Di là dal telefono Sirio sentiva silenzio:
che si stesse addormentando?
«Professore?»
«Eh? Sì. Dimmi, Sirio, dimmi.»
Sveglio!
Sirio, per precauzione, visto mai si
appisolava, alzò appena la voce: «A certo punto, così mi raccontò Annarita, tutto
questo voler chiudere e rinserrare le fomentava, forse per ribellione, forse
per stanchezza, come una voglia, anzi una necessità di evadere. In altre
parole, mi disse, man mano che nella sua casa diventava più difficile entrare, lei sentiva più prepotente il
bisogno di uscire, dapprima gli
oggetti, poi anche se stessa. Questa… che lei chiamò necessità, si manifestò dapprima col fare regali, distribuendo a
piene mani soprammobili e suppellettili, anche di pregio: alle vicine, alla
domestica, alla Caritas parrocchiale; poi con spese rilevanti, ma non per quadri,
tappeti o altri oggetti da tenere in casa, dove sarebbero andati a far
compagnia agli altri che lei sentiva prigionieri,
bensì per occasioni di allontanarsi, appunto evadere, dalla sua casa, per
frequentare centri benessere, palestre e teatri, oppure ristoranti rinomati, ove
offriva cene alle amiche. Fulvio, mi spiegò, non era avaro, e nemmeno geloso,
la lasciva fare senza lamentarsi. La sua nuova mania, riteneva Annarita, in
certo qual modo equilibrava quella di Fulvio, per cui, per un certo periodo, le
cose erano andate avanti così. Poi accadde un evento che interruppe questo
equilibrio. Oh, nulla di eccezionale, intendiamoci, forse a lei professore le
sembrerà incredibile, ma le cose stanno davvero così, o almeno, per Annarita
stavano così: rimase fuori dalla sua casa per aver dimenticato le chiavi
all’interno.»
Il professore borbottò qualcosa.
Un preludio del sonno? Già russava?
«Professore?» lo chiamò Sirio.
E il professore: «Già, sì, rimase fuori di
casa per aver lasciato le chiavi all’interno.»

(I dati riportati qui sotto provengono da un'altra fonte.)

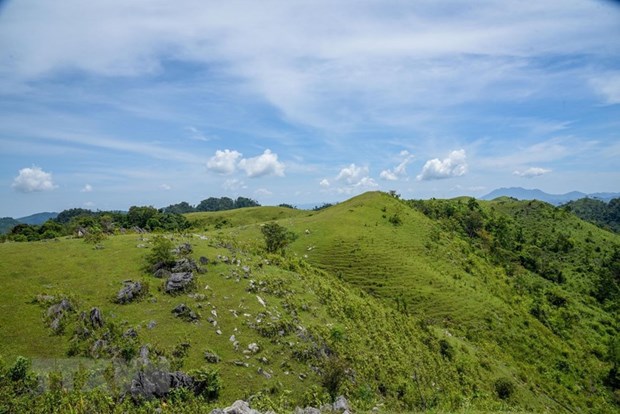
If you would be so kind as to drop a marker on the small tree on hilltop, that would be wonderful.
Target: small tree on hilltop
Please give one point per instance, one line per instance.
(161, 253)
(276, 237)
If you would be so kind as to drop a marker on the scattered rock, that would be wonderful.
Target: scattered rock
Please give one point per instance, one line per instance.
(253, 348)
(212, 357)
(264, 373)
(147, 385)
(98, 348)
(144, 354)
(96, 319)
(184, 312)
(60, 308)
(162, 273)
(307, 410)
(183, 249)
(238, 407)
(260, 300)
(341, 404)
(178, 282)
(185, 265)
(129, 292)
(130, 333)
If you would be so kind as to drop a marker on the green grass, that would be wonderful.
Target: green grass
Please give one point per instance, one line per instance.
(422, 316)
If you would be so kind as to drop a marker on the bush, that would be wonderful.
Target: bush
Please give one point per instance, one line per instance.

Ecco! Adesso era sveglio; e Sirio riprese:
«Mi disse Annarita che le cose stavano in questi termini: In una casa normale
sarebbe stato un incidente da poco: la gente comune lascia una copia delle
chiavi alla portinaia, a un parente, un amico o un vicino, proprio in
previsione di simili eventualità; oppure, a mali estremi estremi rimedi, fa
intervenire un fabbro che scassini la serratura; o si cala dal balcone del
piano di sopra; sfonda il muro, chiama i pompieri… insomma, a mali estremi una
soluzione si trova. Già, mi disse che pensava fissando la porta, in una casa
normale, non in casa sua, che era stata congegnata per essere impenetrabile,
talmente impenetrabile da restare preclusa perfino a lei stessa. E comunque,
stando così le cose, non le rimase che bussare ai vicini perché le consentissero
di telefonare in banca al marito – a quel tempo i cellulari… cos’erano? – affinché
venisse a portarle le chiavi. Fatalità, proprio quel giorno, Fulvio era fuori di
Bologna per delle verifiche in una filiale. Dopo svariati tentativi che le
risparmio, professore, Annarita riuscì a parlargli: sarebbe tornato
immediatamente. Purtroppo, da dove si trovava, non poteva essere a casa prima
di un quattro o cinque ore. Le consigliò, visto che era passato mezzogiorno, di
recarsi a pranzo in un ristorante lì vicino, dove l’avrebbe raggiunta.»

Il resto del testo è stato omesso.